Repository files navigation

libgguf

Standalone GGUF read/write, byte-exact quantization, and CUDA-accelerated row kernels for C++, Python, NumPy, Torch, and CUDA.

libgguf vendors and adapts GGUF/GGML quantization kernels from llama.cpp into a reusable standalone library and toolkit. The goal is to make GGUF infrastructure available directly to conversion tools and downstream projects without requiring a two-stage route through llama.cpp binaries or partial Python/Torch-only implementations.

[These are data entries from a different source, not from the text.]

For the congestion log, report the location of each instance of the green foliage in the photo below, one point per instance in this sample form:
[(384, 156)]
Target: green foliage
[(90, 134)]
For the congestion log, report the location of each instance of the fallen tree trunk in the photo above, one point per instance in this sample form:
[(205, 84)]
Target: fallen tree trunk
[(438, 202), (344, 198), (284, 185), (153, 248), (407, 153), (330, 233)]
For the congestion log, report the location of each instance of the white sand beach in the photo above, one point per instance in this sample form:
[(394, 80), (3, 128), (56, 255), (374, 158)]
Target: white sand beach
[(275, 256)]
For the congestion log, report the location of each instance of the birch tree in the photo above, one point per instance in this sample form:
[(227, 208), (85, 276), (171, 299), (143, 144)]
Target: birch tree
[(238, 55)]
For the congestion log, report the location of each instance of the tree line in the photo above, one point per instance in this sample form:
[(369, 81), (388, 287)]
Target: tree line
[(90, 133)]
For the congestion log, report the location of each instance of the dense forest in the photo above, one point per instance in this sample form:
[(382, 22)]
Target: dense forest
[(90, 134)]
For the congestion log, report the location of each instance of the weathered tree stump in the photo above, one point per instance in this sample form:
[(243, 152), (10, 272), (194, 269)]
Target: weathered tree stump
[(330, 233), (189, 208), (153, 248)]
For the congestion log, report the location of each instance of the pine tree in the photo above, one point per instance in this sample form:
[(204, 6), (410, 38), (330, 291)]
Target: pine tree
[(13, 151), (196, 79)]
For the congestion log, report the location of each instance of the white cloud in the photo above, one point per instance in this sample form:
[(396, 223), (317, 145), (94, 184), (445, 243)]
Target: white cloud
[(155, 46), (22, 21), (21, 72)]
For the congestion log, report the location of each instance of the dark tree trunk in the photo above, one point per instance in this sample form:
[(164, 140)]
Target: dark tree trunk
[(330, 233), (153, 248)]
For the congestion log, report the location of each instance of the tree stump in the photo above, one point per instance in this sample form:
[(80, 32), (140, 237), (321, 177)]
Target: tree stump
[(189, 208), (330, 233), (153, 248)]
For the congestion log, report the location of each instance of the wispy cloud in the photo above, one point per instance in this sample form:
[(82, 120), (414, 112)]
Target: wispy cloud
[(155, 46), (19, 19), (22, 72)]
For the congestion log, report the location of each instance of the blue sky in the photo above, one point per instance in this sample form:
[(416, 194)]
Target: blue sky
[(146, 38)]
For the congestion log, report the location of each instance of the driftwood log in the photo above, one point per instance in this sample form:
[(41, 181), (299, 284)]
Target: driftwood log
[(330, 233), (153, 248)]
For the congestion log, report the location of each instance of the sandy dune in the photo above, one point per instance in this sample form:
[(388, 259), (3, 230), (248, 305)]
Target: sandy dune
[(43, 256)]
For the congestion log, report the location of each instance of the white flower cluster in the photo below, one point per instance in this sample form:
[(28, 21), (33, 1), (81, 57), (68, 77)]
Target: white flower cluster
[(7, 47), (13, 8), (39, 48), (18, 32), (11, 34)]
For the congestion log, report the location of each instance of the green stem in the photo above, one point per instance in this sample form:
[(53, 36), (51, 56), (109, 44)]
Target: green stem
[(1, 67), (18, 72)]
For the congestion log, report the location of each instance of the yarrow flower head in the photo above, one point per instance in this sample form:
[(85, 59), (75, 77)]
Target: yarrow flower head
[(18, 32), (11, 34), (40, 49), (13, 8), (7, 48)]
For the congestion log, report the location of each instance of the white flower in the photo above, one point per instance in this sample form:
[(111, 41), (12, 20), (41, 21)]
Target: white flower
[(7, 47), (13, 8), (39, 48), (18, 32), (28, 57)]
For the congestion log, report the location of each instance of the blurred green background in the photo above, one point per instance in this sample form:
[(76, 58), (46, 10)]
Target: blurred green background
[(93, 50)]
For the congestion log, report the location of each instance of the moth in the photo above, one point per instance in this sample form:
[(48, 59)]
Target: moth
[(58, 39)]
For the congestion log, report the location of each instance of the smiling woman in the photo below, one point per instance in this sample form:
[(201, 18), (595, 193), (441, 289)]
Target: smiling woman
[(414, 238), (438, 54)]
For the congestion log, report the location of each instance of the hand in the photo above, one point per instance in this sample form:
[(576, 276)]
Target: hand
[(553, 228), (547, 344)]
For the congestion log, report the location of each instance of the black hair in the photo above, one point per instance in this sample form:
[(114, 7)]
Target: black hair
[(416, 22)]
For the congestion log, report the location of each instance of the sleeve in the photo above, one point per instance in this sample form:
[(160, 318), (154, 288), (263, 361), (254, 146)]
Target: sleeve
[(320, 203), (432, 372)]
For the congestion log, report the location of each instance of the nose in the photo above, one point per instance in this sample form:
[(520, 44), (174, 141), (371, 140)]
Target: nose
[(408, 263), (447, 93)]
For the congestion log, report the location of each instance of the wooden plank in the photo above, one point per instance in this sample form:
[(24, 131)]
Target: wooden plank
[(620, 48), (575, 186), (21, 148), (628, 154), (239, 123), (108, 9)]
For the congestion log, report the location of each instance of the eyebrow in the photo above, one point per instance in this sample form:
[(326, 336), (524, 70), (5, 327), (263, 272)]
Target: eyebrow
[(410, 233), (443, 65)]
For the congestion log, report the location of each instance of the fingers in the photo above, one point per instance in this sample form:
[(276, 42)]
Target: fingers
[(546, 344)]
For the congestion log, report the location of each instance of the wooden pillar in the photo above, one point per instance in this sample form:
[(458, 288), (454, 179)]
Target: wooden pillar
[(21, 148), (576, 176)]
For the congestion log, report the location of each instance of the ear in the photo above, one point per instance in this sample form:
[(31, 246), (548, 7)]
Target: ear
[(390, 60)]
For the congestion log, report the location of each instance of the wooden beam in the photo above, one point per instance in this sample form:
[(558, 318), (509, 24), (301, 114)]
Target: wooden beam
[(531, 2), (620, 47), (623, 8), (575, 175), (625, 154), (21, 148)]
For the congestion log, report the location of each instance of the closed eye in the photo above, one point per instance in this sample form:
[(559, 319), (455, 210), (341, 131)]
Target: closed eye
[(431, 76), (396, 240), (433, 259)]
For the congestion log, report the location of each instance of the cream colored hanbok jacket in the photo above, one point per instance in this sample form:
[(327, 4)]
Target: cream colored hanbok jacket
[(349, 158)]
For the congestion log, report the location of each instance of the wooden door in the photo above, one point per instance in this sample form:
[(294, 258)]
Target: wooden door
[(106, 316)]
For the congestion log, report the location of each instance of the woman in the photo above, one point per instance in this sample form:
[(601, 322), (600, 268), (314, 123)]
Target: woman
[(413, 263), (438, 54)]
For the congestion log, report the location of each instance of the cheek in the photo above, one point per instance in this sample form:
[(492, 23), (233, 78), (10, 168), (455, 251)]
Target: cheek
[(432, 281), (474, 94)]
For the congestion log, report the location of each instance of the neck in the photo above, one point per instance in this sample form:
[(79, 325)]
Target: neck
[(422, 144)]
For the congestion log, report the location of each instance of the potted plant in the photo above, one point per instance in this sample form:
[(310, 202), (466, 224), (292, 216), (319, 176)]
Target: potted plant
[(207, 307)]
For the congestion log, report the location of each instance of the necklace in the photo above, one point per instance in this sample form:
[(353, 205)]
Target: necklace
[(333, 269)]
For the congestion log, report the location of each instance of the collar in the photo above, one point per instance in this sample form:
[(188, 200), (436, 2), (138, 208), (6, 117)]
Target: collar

The repository currently contains native GGUF row kernels, Python bindings, NumPy and Torch backends, an optional CUDA Torch extension, safetensors-to-GGUF conversion paths, public lightweight GGUF reading/inspection and structural validation tools, benchmark tools, and tensor planning policy for real image-model conversion workflows. A fuller writer API is planned; today, GGUF writing logic is present primarily through converter paths.

Status

Field Value
Status active development
License Apache-2.0
Python >=3.10
Version 0.1.0
CUDA optional, experimental, broad qtype coverage

Features

  • Standalone native C++ GGUF quantization and dequantization library.
  • Python bindings for native CPU row kernels.
  • Extended NumPy GGUF quantization/dequantization backend.
  • Extended Torch GGUF quantization/dequantization backend.
  • Optional CUDA quantization and dequantization kernels exposed through a Torch extension.
  • Native low-memory safetensors-to-GGUF conversion executable.
  • Experimental/internal Python conversion helper API for safetensors/ckpt workflows.
  • Experimental public GGUF reader API for metadata, tensor descriptors, tensor iteration, raw tensor byte reads, and structural validation.
  • Deterministic policy-based tensor planning for real image-model GGUF conversion.
  • Benchmark suite for native, Torch, and CUDA paths.
  • Planned fuller GGUF writer API.

Why libgguf

  • Byte-exact quantization/dequantization against the native CPU reference path where supported.
  • Broad CUDA quantization and dequantization qtype coverage.
  • Stack-free near-roofline CUDA dequantization across tested qtypes.
  • Very fast CUDA quantization for Q/K/TQ/MXFP4/NVFP4 families, with IQ kernels improved and still the active optimization frontier.
  • SIMD/threaded native CPU backend.
  • Low-memory native converter path for safetensors-to-GGUF conversion.
  • Multiple backend implementations for parity testing and integration.
  • Lightweight GGUF reader API for metadata, tensor descriptors, and raw tensor bytes.

Backends

Backend Purpose Status
native C++ CPU Reference row quant/dequant kernels, SIMD/threaded CPU paths, shared library, C ABI active
Python bindings libgguf row APIs and native converter bridge active
libgguf_numpy NumPy quant/dequant implementation for parity testing and integration active
libgguf_torch Torch-native quant/dequant implementation for parity testing and integration active
libgguf_cuda Optional Torch CUDA extension with direct quant/dequant kernels experimental
libgguf_quantize_gguf Low-memory C++ safetensors-to-GGUF conversion executable active, Q/K-focused
Python conversion helper Import-level helper over native bindings and safetensors/ckpt loading experimental/internal

Installation

Editable development install:

python -m pip install -e .

Python conversion helper dependencies:

python -m pip install -e ".[quantize]"

CUDA extension dependencies:

python -m pip install -e ".[cuda]"

Core dependency: numpy. Optional extras: cuda, quantize, and test.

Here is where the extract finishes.